Hue more south than before

VIETNAM | Tuesday, 21 August 2012 | Views [529]

After our final night in Hanoi, we went to the airport to fly to Hue. There we were met by a bubbly guide and silent driver, who took us to eat a quick ham and formaggio baguette, before trudging around the site of the old imperial city in the hellish heat. We then relaxed in the regal hotel, the Morin, built in 1901, very beautiful and French colonial. The room was vast and comfortable, with a cool garden restaurant and pool to relax by.

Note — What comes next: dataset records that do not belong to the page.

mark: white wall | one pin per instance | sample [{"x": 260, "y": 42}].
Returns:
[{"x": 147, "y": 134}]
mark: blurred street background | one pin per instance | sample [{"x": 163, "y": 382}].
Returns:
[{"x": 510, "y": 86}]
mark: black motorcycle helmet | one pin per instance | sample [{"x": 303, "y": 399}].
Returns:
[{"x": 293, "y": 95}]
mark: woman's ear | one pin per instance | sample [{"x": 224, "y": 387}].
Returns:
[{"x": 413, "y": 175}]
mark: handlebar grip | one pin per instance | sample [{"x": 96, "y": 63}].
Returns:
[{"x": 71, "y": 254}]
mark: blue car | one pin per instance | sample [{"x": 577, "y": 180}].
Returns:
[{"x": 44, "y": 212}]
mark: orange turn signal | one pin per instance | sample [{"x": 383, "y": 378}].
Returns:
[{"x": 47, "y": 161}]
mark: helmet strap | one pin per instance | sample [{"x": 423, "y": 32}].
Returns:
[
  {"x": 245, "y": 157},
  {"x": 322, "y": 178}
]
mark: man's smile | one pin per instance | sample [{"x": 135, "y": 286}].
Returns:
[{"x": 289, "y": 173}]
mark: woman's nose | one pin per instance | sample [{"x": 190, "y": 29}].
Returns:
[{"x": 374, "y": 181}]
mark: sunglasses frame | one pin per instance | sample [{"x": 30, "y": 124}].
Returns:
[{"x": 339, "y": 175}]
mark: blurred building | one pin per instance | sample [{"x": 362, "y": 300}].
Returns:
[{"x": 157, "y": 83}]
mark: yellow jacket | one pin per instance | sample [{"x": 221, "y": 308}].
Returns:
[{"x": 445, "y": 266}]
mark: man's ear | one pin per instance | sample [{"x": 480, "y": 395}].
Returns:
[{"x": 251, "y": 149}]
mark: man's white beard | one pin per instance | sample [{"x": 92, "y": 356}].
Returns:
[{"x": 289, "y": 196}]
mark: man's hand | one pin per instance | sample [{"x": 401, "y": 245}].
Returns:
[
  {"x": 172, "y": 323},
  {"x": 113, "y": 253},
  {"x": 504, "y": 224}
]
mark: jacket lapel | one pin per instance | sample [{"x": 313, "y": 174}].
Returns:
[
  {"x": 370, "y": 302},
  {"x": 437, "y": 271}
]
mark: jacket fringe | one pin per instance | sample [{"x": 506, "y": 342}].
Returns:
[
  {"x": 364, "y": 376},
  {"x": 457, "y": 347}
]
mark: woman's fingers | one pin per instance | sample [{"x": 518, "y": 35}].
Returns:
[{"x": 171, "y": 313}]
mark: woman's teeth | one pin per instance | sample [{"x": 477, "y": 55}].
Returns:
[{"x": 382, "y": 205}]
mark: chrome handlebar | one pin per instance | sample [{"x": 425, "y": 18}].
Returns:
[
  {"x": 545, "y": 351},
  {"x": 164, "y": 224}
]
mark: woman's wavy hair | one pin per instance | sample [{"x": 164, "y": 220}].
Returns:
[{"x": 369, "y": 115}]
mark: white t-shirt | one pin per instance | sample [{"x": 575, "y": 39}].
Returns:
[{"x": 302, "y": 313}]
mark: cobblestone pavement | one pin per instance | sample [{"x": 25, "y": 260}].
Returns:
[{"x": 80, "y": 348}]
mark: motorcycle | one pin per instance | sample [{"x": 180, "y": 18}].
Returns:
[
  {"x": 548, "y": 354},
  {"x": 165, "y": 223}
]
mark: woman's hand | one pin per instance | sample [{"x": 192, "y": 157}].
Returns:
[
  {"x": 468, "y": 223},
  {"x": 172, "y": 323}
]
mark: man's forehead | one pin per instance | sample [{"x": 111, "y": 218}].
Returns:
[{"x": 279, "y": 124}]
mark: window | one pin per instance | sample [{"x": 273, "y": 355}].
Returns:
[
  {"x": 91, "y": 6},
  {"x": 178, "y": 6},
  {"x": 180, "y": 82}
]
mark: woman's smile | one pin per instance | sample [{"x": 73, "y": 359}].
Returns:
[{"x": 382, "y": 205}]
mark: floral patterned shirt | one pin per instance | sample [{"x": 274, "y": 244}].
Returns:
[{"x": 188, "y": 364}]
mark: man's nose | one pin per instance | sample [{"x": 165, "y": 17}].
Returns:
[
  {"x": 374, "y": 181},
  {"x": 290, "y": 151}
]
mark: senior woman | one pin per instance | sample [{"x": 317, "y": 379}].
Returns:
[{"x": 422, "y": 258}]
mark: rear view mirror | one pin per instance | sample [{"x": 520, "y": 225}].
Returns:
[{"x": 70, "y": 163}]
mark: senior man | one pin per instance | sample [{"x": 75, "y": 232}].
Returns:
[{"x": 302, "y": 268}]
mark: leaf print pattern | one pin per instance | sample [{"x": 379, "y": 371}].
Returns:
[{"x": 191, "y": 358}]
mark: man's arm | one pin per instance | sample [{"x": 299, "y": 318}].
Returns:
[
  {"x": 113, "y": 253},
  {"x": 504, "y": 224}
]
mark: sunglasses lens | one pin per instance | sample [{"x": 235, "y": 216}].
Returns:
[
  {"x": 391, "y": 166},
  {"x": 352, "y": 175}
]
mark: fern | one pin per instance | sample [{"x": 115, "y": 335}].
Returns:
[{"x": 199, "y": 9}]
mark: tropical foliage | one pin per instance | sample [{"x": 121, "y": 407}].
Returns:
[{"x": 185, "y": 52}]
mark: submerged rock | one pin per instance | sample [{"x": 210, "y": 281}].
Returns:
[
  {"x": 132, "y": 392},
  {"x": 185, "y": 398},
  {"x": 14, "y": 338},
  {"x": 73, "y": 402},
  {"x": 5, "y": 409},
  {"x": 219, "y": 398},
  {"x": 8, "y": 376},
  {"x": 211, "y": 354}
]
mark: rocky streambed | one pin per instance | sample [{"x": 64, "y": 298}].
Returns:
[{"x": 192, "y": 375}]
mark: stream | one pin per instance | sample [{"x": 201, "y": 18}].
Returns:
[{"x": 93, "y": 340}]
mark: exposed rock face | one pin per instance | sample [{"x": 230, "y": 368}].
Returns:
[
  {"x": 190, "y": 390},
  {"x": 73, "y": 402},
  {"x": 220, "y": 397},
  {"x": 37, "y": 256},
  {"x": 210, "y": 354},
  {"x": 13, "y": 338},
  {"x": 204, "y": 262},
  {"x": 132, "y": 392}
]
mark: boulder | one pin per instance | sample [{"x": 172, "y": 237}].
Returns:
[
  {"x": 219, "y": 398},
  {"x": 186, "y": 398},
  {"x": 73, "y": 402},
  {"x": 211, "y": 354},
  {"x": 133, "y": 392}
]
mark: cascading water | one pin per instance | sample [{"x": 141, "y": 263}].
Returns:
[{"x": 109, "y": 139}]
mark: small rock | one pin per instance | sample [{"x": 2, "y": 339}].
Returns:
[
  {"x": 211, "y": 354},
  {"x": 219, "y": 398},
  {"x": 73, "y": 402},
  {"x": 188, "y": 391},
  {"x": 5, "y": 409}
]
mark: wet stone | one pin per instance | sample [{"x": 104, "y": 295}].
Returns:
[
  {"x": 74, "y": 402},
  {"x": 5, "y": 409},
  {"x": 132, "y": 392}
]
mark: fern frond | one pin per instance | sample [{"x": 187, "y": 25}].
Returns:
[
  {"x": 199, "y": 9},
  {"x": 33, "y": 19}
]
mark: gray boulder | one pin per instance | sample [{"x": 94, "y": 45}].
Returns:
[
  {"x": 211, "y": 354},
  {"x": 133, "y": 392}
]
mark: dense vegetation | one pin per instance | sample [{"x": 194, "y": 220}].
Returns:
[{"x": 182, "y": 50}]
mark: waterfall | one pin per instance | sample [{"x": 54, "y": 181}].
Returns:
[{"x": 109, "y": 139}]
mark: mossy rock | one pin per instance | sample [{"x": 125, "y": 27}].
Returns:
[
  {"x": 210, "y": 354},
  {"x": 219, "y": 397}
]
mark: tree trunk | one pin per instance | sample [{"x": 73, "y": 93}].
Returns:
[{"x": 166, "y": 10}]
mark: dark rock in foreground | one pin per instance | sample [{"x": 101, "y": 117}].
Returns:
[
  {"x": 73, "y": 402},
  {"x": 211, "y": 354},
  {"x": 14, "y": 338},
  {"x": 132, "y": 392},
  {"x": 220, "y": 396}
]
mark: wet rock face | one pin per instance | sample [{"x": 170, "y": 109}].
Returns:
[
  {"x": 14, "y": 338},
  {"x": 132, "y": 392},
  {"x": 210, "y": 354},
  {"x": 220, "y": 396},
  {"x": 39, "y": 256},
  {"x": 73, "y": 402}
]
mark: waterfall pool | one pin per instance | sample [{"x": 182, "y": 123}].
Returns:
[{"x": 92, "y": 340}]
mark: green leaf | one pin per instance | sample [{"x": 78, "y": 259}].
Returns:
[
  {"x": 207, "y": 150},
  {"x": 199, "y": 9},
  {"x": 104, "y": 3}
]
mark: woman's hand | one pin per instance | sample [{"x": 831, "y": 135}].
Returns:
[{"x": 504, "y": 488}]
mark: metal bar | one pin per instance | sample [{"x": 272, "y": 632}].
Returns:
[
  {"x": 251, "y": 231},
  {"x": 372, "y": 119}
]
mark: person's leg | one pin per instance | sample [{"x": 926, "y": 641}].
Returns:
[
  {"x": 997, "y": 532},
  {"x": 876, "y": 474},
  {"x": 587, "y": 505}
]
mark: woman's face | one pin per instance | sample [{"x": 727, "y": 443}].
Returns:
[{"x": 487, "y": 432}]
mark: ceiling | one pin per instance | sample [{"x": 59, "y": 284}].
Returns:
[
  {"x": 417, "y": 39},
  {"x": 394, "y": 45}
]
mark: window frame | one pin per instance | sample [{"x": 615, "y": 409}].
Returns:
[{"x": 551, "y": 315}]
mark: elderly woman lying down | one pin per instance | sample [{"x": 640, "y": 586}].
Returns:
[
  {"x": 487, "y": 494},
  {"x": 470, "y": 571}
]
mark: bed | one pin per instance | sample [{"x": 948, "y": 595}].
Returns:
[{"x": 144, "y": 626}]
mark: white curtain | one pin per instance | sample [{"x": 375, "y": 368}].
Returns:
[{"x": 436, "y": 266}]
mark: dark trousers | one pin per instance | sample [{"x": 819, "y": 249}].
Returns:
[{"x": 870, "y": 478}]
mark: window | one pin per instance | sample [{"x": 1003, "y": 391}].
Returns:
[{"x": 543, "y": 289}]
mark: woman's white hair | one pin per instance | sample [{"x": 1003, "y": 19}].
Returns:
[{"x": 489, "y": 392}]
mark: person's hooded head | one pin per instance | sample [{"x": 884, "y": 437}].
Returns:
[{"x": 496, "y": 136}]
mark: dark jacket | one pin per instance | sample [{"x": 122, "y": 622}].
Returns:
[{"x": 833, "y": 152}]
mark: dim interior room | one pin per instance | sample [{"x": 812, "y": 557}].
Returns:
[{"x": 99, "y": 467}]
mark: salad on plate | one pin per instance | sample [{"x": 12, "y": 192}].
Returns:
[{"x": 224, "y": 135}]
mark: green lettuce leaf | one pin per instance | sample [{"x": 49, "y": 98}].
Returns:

Hue lifestyle seems a lot more chilled out, with less people and bigger streets than the chaotic mazes of lanes in the old quarter of Hanoi. We wandered the night market full of Chinese plastic crap, and ate at a recommended restaurant before an early night. Being woken before 7am takes its toll on me, and traveling with Dad, who usually rises around 4am, is definitely challenging.


A bright blue morning took us to Perfume River for a loud boat trip to a pagoda, where photos were taken before sweatily getting into the air-conditioned car and driven to a tomb site. The mausoleum was quite like many temple grounds you see in Asia. As was the next one we visited. I enjoyed the beauty of lotus ponds, and spotting butterflies and geckos around the place. My favourite part of tripping around each of these touristy places is admiring the glazed pottery used in roof tiles, and the mosaic in and around each place depicting pictures of dragons and Chinese symbols of longevity.


After the exhaustingly hot stops here and there we opted to go back to the hotel to relax a bit. Instead we ended up having a quick swim in the pool and hopping out to take a bike-tuk ride to the big Dong Ba Markets across the bridge. Here, we were hounded by the shop-owners, to the point of complete frazzeldness! I got ripped off! My calculations between Vietnamese Dong to USD to NZD was way off and we spent quite a bit on presents for family and bits and pieces of general stuff. No worries, we headed back to the hotel to find a Trip Advisor recommendation for dinner.


Off down the street, not far from our hotel but down a few small alleys, we hit on Nina’s café, number 3 on TA. A family run restaurant, with smiley people serving the food and drinks, in a shack-like outdoor setting of red plastic chairs and things hanging everywhere, we ate a delicious meal mostly recommended to us by the waitress. Music was old school and we enjoyed the atmosphere and dinner so much, we dragged ourselves back to the hotel for another early eve.